Selasa, 21 Agustus 2012
Monsale’i, Ritual Adat Batui Untuk Hormati Leluhur
Di pedalaman wilayah Desa Kayowa, Kecamatan Batui, Kabupaten Banggai, Sulawesi Tengah, Jumat (10/12) lalu. Seorang sesepuh adat dengan ikat kepala kain merah tertutup helm menaiki tangga rig darat 1.500 HP HNPI-2 Hinen Cina. Rudin Kandau namanya, seorang sesepuh masyarakat adat Batui.

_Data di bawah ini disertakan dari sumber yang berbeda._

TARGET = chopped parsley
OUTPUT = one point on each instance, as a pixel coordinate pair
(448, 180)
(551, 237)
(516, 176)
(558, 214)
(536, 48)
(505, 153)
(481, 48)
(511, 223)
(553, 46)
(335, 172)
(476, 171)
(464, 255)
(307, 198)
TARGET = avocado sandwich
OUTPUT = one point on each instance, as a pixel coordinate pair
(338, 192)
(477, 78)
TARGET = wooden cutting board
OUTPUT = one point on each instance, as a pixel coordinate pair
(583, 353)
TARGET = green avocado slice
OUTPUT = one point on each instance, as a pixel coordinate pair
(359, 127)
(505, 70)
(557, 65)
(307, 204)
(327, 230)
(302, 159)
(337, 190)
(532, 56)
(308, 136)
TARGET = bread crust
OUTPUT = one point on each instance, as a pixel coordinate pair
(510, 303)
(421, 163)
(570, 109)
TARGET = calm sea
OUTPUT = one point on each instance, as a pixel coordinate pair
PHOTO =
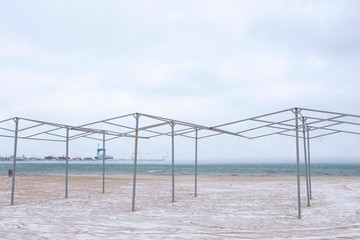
(120, 168)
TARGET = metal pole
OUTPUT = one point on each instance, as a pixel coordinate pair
(196, 140)
(104, 154)
(173, 161)
(297, 162)
(135, 159)
(67, 163)
(14, 160)
(308, 137)
(306, 165)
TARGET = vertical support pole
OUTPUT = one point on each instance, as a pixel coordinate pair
(309, 166)
(14, 160)
(306, 165)
(104, 155)
(196, 140)
(173, 161)
(137, 116)
(67, 163)
(297, 161)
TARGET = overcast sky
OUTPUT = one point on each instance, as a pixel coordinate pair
(199, 61)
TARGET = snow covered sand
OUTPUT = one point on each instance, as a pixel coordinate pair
(225, 208)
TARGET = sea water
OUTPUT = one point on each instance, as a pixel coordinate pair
(121, 168)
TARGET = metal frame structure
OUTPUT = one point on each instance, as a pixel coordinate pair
(292, 122)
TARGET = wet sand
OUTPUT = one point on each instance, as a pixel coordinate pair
(226, 208)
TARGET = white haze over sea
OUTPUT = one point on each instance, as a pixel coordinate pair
(205, 62)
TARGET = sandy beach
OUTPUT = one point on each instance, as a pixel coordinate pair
(225, 208)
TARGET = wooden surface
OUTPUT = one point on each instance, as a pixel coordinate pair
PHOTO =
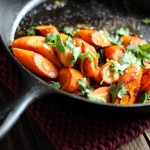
(26, 135)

Di rig floor yang berdiri kokoh di puncak bukit itu ia berhenti, lantas tangannya mencelup darah ayam dari mangkuk yang dibawanya dan melumuri bit (mata bor) yang akan digunakan untuk menajak tanah di kedalaman 2.500-an meter. Berikutnya, giliran rotary table, casing (pipa bor), dan ruang kontrol yang dilumuri. Sejenak hiruk-pikuk di rig terhenti. Para roughneck dan derrick-man yang bekerja memberi waktu untuk ritual ini. Driller bahkan rela ruang kontrolnya dimasuki untuk dilumuri darah ayam. Setelah itu ia pun turun dan ritual adat “Monsale’i” pun selesai.

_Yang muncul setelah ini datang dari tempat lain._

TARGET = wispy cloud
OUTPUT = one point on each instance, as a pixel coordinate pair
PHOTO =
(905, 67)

Sebelumnya, di hadapan sebuah tatakan bertingkat dari kayu setinggi orang dewasa dengan hiasan janur kuning, ia berdiri dan berseru dalam bahasa Batui untuk memohon kepada leluhur agar pengeboran gas di Struktur Maleoraja itu sukses tanpa hambatan dan gangguan apapun, sehingga gas alam yang terpendam di lekuk-lekuk tanah di bawah bukit tersebut dapat ditemukan. Penemuan gas itu, katanya, akan sangat berguna bagi kemakmuran negara dan daerah, terlebih bagi masyarakat Batui. “Itu untuk keselamatan perusahaan,” kata Rudin.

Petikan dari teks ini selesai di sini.